The article is a news analysis piece by the publication’s Health Correspondent based on the findings of what it describes as “a study by the OECD” * and as a “Health Working Paper” which deals with “excess deaths in Ireland during the pandemic”.  The article has a questions and answers structure.  While primarily focusing on the OECD material, the article also refers to other sources including Irish academic research and the views of the health regulator.

The complainant asserts that while the article “repeatedly alleges” that the OECD wrote a report showing data from Ireland, the OECD “wrote no such report”.  Dr Ralph notes that the document to which the newspaper refers states that OECD working papers “should not be reported as representing the official views of the OECD”. He claims the newspaper presents “misrepresented findings” and that it makes no attempt to clarify the source of the figures cited.  The complainant says that he has conversed with CSO statisticians who advised him that “nobody consulted them” on Ireland’s data.

In response, the Irish Examiner asserts that its article is a thoroughly researched and robust piece of health journalism which draws on multiple sources and deals with a matter of vital public interest. It says it does not present “views” from the OECD document, “only facts and data”. It notes that the working paper is described by its authors as part of a series “designed to make available to a wider readership … studies prepared for use within the OECD”.  The newspaper notes that its article quotes analysis of the data in the paper by the Department of Health.


The Press Ombudsman notes the instruction given by the OECD in the introduction to its paper and cited by the complainant that “OECD Working Papers should not be reported as representing the official views of the OECD”.   However, the Press Ombudsman also notes the statement - which is also included in the paper and is cited by the newspaper  - that the Working Paper is part of “a series designed to make available to a wider readership … studies prepared for use within the OECD”.   The Press Ombudsman finds that the publication has been clear in the status of the document about which it is reporting.

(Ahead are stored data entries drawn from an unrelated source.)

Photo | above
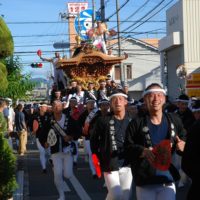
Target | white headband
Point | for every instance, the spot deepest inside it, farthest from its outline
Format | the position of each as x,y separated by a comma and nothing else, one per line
182,100
44,104
118,94
196,110
153,90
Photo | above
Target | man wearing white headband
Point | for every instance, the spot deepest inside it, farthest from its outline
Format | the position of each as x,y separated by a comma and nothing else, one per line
146,138
107,142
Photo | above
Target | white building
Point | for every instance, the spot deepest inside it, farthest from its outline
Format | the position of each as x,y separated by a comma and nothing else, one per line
180,49
141,68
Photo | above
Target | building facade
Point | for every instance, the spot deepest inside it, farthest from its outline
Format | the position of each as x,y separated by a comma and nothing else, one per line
180,49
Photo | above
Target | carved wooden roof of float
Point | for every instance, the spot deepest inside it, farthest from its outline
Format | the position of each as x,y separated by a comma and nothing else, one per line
89,64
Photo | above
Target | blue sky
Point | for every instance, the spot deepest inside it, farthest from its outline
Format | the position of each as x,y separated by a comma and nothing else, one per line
21,15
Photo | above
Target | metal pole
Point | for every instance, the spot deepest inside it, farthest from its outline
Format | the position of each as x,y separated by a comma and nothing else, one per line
93,15
119,44
102,10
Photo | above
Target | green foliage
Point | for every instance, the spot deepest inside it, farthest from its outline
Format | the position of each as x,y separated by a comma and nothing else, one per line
18,84
6,40
8,182
3,77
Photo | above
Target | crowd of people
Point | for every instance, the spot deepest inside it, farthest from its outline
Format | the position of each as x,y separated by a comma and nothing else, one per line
146,148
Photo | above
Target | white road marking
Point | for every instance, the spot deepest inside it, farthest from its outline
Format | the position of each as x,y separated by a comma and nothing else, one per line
79,189
66,187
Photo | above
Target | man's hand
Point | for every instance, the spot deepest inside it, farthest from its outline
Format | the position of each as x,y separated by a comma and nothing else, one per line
68,138
147,153
180,144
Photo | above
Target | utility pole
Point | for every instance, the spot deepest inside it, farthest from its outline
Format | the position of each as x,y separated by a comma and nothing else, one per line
102,10
119,44
93,15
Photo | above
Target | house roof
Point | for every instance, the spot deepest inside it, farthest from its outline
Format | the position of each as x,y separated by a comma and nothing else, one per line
147,43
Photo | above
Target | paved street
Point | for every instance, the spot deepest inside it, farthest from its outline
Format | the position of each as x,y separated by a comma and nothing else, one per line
39,186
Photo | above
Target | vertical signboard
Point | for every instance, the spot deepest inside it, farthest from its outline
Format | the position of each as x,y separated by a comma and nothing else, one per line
193,85
76,8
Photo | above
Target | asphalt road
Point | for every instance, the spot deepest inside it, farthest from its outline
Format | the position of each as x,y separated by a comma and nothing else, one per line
39,186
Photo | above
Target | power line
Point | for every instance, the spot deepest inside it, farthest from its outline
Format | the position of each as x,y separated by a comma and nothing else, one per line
56,22
143,17
142,6
118,10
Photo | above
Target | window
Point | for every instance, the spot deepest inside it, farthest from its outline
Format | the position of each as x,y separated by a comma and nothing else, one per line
129,71
127,68
117,72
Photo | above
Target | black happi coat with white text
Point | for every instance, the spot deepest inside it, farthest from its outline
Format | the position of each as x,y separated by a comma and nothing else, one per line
43,128
135,142
101,143
71,128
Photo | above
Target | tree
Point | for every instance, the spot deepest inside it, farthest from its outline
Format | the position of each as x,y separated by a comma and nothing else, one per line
6,49
6,40
8,182
18,84
3,77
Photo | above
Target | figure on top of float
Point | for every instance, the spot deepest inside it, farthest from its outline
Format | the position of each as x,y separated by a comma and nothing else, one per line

The Press Ombudsman finds that the newspaper makes use of multiple authoritative sources to place the OECD paper in context.  It quotes the Irish Patients’ Association calling for the OECD “to further explain its calculations”.  

The Press Ombudsman has insufficient information to consider the complainant’s reference to his conversations with CSO statisticians, which remain anecdotal.  

The Press Ombudsman finds the newspaper has strived for truth and accuracy as required by the Code of Practice.  She finds no breach of Principle 1.

The Press Ombudsman finds that this article tackles the complex issue of how to analyse data to estimate the number of deaths caused by the Covid pandemic.  It takes a questioning approach and makes use of multiple sources.  It compares different approaches.  When citing opinions, such as those provided by the Department of Health, these are clearly attributed and are not stated as fact.  The Press Ombudsman finds no breach of Principle 2.

The Press Ombudsman is unable to identify any specific claim made by the complainant as to how he considers Principle 3 to have been breached, and the Press Ombudsman can find no evidence that Principle 3 was breached.